Playing Piano by Marla Hlady @ YYZ
January 12 – February 23, 2008
By Isla Craig
I’m in 401 Richmond to have my portfolio reviewed at a print shop. I’ve been out of the art loop for about a year now, and to tell you the truth, I have lost a lot of love for art in that time. I think this is what five years of art school can do to you, but I’m here, on my way back up. Fighting for my right to make meaningful stuff and still trying to figure out just what that means in the process.
After my interview, nerves a little more calmed, but heart racing a little more, I venture down to gallery YYZ to check out a Marla Hlady installation. Hlady works as a kinetic sculptress/ electronic sonic inquisitor, and admirer of mechanized things. Prepare to expect to see the things she has laid her hands on in a new light, for it’s a theme in her work to take the ordinary and make it extraordinary. Hlady’s pieces are incredible in that they make you realize that even the simplest of things has incredible potential to become sonically innovative and subtly reinvented.

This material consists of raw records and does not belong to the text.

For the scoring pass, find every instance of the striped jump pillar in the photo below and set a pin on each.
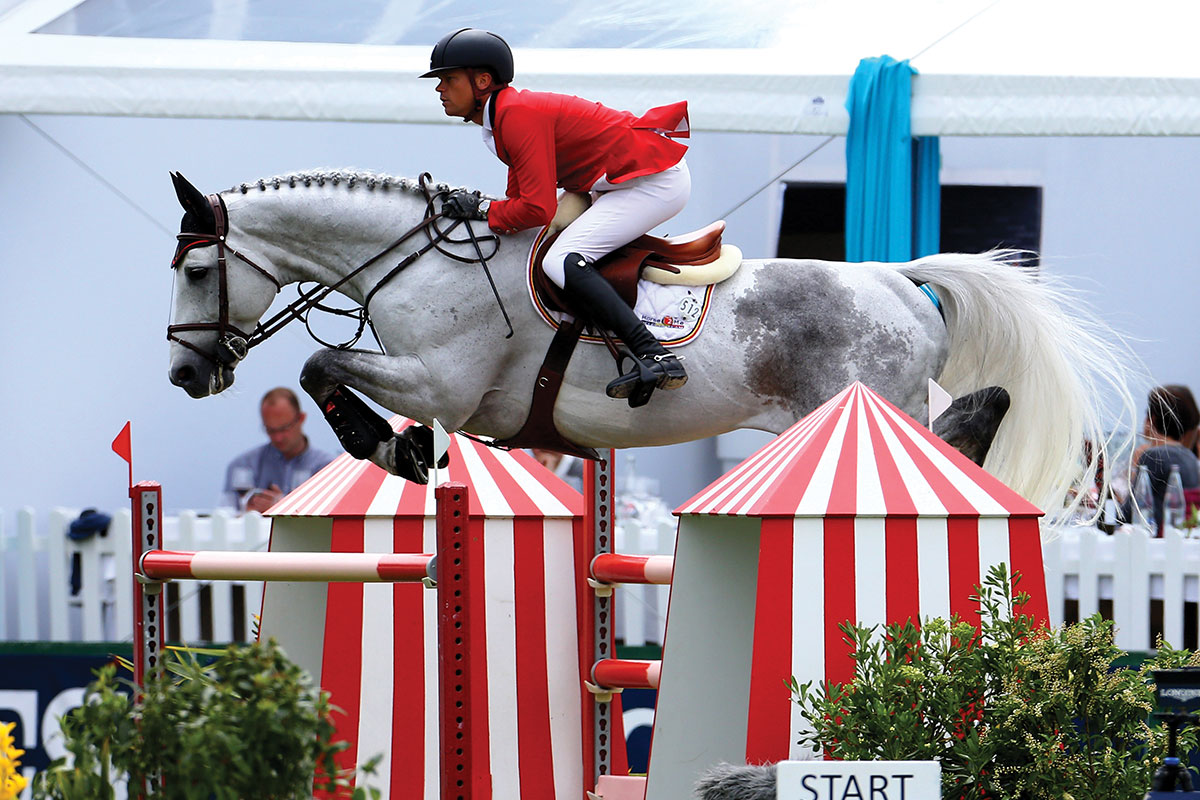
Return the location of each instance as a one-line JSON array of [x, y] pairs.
[[618, 567], [375, 648], [855, 513]]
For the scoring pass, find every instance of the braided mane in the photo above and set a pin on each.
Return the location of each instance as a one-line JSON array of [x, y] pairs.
[[348, 178]]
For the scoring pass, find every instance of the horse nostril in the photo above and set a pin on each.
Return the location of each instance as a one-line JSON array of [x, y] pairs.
[[183, 374]]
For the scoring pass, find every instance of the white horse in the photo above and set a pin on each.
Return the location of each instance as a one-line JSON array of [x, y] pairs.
[[781, 336]]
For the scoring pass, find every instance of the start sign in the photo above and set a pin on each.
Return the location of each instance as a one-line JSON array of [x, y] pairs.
[[858, 781]]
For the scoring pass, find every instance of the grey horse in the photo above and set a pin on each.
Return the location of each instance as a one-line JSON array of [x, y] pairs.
[[781, 336]]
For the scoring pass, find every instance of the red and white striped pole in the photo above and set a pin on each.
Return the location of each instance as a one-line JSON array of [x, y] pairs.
[[462, 681], [617, 567], [148, 624], [321, 567], [598, 639]]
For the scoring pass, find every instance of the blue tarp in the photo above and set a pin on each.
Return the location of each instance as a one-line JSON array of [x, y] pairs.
[[892, 208]]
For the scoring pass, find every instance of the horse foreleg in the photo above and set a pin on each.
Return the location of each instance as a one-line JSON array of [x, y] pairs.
[[360, 429]]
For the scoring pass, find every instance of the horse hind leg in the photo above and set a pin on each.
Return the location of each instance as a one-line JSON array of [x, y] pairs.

Player pianos are a 19th-century invention where the music is transcribed on a roll where perforations act as a musical binary. Hlady’s piano has been extrapolated to display all of its interior functions. All the meat and bones of the piano have been turned inside out and put on display. The reel has been lifted to the top of the piano, displaying a circulatory system of tubing and wires that carry out the various musical alterations Hlady has engineered. The piano plays a dirge-like, molasses-slow piece, once again affected by Hlady from its original state. The strings are struck with new devices adding an element of titanium twang to the pre-ordained piece.
Pianos are like the peanut butter and jelly of instrument land: everyone likes them. They can be used ornamentally or sonically, and make a pretty useful shelf space as well. Growing up with an affinity for the instrument (my mother being a piano teacher and me an avid player), I am compelled to sit with the piano for quite some time. I am alone with the piano for 15 minutes or so, and everything about it enthralls me. For a while, I’m thinking that the footsteps echoing in the room are an addition to the piece, alas, it is just the echo-y nature of this old wooden building in which I sit. I used to take the covers of the piano off when I played, just to watch it work. I have romantic notions when it comes to machines. I understand next to nothing about the mechanics involved but love the machine aesthetic.
As each note rings out in the gallery space, I sink deeper into a meditative calm. In addition to the visual spectacle involved in this piece, I am digging on the musical vibes.